Für den Fotografen die gleichen, fotogen-rückständigen Impressionen wie vor dreissig Jahren: bunte Marktszenen unter freiem Himmel – Warentransport per Esel, Pferd oder Ochsenkarren – Fischen per vom Wind getriebener “Jangada“ auf dem offenen Meer – mühsamer Krebsfang im Schlamm der Mangroven – Kunsthandwerk aus geschickten, runzligen Händen der Menschen, die aus ihrer materiellen Not die schönsten brasilianischen Tugenden hervorgebracht haben: materielle und persönliche Bescheidenheit, Ehrlichkeit, Ausdauer und Beharrlichkeit, tiefe Religiosität und eine Hoffnungsbereitschaft, die geradezu beschämt.
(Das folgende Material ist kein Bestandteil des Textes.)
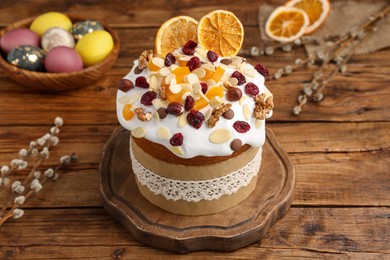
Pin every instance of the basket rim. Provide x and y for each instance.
(25, 22)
Und ich habe sogar die (den) eine(n) oder andere(n) inzwischen mal lachen gesehen – mit mehr oder weniger Zähnen im Mund und unter all den vielen Sorgenfalten – so ein Ereignis nimmt einen richtig mit, kann ich Ihnen sagen – aber dann erst das Lachen der Kinder: das haut einen um!